DEV306: PowerShell Scripts Available

Thanks to everyone who attended the sessions at TechEd New Zealand. The PowerShell deployment files demonstrated are now available from http://public.me.com/stefsewell

Have a look in the TechEd2010/DEV306-WindowsServerAppFabric folder, it contains a simple VS2010 project showing how to call PowerShell from C#. It also contains the PowerShell scripts that deploy, validate and remove a simple WCF service.

Pete has updated his blog ( http://blog.petegoo.com ) with the demo code from his workflow services.

Feedback from the sessions has been mixed. The workflow introduction seems to have worked for a high percentage of those who attended. For a 200 level session, I thought the content was pretty technical but sorry to the few who thought it was too lightweight. All I can say is that it was an introduction to workflow and the goal was to get the basics across. I would recommend the additional resources included in the slide decks to drill down further.

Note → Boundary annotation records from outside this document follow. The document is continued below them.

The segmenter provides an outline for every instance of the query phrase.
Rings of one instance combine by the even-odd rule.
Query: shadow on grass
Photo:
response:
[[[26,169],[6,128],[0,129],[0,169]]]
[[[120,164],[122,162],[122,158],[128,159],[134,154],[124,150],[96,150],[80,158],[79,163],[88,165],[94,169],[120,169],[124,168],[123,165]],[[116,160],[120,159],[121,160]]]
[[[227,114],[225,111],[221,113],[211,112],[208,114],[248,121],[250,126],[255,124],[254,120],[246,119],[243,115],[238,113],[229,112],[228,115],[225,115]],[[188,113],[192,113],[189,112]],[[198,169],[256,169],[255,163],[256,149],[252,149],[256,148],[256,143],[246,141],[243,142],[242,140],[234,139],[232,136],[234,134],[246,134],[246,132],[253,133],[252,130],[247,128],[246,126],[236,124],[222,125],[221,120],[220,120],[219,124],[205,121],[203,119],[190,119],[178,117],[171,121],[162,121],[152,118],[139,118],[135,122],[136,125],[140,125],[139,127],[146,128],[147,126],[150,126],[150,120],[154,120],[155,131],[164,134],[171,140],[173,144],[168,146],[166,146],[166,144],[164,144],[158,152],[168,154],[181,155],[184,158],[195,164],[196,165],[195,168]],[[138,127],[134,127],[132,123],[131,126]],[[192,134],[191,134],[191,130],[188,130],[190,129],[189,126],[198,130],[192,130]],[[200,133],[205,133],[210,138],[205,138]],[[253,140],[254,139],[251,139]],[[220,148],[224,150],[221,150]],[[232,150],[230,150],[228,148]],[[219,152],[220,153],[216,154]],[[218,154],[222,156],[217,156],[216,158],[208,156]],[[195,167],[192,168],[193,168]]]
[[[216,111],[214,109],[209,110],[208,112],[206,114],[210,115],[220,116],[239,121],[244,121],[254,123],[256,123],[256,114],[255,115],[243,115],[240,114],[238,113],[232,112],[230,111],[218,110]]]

The Windows Server AppFabric session was not as successful as the workflow introduction. Windows Server AppFabric is a great addition to the service hosting capabilities of Windows Server 2008 – if you have WCF services in IIS/WAS, you should be using it if possible. The convenience of monitoring is a little difficult to get across in a demo, it has made our lives so much easier in support and in development. The workflow service host opens up many scenarios that were previously very hard to implement. Microsoft has taken on the heavy lifting (persistence, tracking, failover, scale-out) and we have a very simple model to work with. The PowerShell demo was quick but I didn’t want to spend 30 minutes walking through a page of commands. The scripts are available for download and commented; please take the time to explore the commands and experiment with your own services. The remote shell capabilities of PowerShell make large scale deployments much simpler than previously. The DSL demo at the end was a taste of what is possible with a model driven approach, I’m leaving you to connect the dots and transform from model to PowerShell.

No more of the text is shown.